Prezioso gioiello del teatro d’impegno, Desaparecidos#43 (o #44?) ha il merito di fornire informazioni che poco hanno circolato nel dibattito pubblico, utilizzando le emozioni come un bulino che grava, incide (“gravure” in francese è “incisione”) la memoria. Una onorevole restituzione di un capitolo fondamentale e terribile della Storia mondiale contemporanea. E occasione per attivarsi!
L’incontro.
Allo spettacolo è seguito un incontro con gli artisti, moderato da Simona Maria Frigerio, giornalista di «Perinsala», a cui ha preso parte anche Ruby Villarreal, promotrice della petizione #MexicoNosUrge.
La discussione ha integrato molte delle informazioni già fornite dalla performance.
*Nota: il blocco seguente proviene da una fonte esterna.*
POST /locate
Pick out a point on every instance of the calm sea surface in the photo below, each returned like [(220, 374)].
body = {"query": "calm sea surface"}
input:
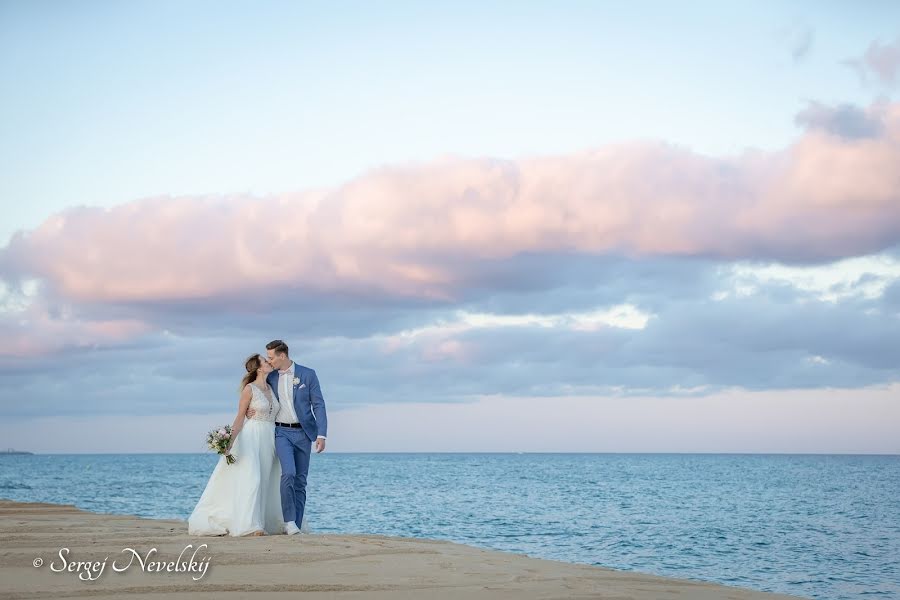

Anzitutto per quel che concerne l’individuazione di chi ha operato il sequestro: l’attribuzione ai narcotrafficanti, inizialmente data dalle istituzioni messicane, troverebbe smentita nelle ricerche operate da una commissione indipendente, voluta dai familiari, che avrebbe invece individuato nell’esercito nazionale e nelle forze dell’ordine igualensi i veri responsabili dell’accaduto. Con echi che rinviano alle tante stragi senza nome di cui l’Italia è stata spesso vittima.
La stessa Villarreal ha poi connesso gli accadimenti di Ayotzinapa con il massacro di Tlatelolco (Città del Messico) del 2 ottobre 1968 (in cui rimase ferita anche Oriana Fallaci) e con l’omicidio del giornalista Ruben Espinosa, avvenuto il 31 luglio 2015 a Città del Messico.
Fuggito, assieme all’attivista Nadia Vera, dallo Stato di Veracruz, in cui si trovava a documentare le violenze subite dalle opposizioni politiche al governo di Javier Duarte de Ochoa, Espinosa è stato raggiunto dai suoi carnefici a Città del Messico e qui ucciso. Quest’ultimo evento ha prodotto una nuova ondata di indignazione: artisti e associazioni, hanno accelerato l’azione di protesta, tentando di coinvolgere anche le istituzioni internazionali. In particolare, oggi si chiede, mediante una petizione, firmata da nomi noti del mondo culturale italiano (Dario Fo, Erri De Luca e molti altri) e presentata in conferenza stampa presso la Camera dei Deputati, che vengano sospesi tutti i rapporti politici e commerciali (embargo contro gli investimenti e chiusura delle Ambasciate) tra l’Unione Europea e il Messico, così come accade spesso quando la comunità internazionale intende sanzionare uno Stato che viola i diritti umani. Contatti e adesioni: mexiconosurge@gmail.com e www.facebook.com/mexiconosurge.
Per quanto riguarda i 43, la necessità di tener vivo il ricordo e attiva la ricerca, induce a rigettare l’ipotesi della loro morte. È un rifiuto sostenuto, ancora una volta, dai risultati delle perizie operate dalla commissione indipendente su presunti resti ritrovati: risultati che circoscrivono a parte (una falange) di un solo corpo la corrispondenza del DNA di alcune ceneri ritrovate in una fossa comune. Non sarebbe possibile, tuttavia, dichiarare con assoluta certezza che l’intera persona identificata sia stata lì arsa; così come non può considerarsi inequivocabile, per mancanza delle condizioni tecniche e ambientali necessarie, l’incenerimento degli altri in un rogo collettivo situato in quel luogo.
Si rinnova perciò lo slogan: “Vivos los llevaron, vivos los queremos!”.
A questi intensi racconti sono stati intrecciati i commenti degli stessi artisti sulla genesi dello spettacolo. Da un lato la rielaborazione di emozioni personali suscitate dagli eventi, in alcuni casi (Marta Tabacco) anche vissuti personalmente; dall’altro il progetto esteso di un impegno civile mediante l’arte, che ha portato i giovani all’elaborazione di Megalopolis#43 : workshop, Acciòn Global e “[…] atto politico che vuole unirsi alle numerose performance di artisti, studenti e cittadini avvenute in tutto il mondo, per reagire alla sparizione forzata dei 43 studenti messicani di Ayotzinapa”. Il prossimo previsto a Roma dal 6 al 9 ottobre.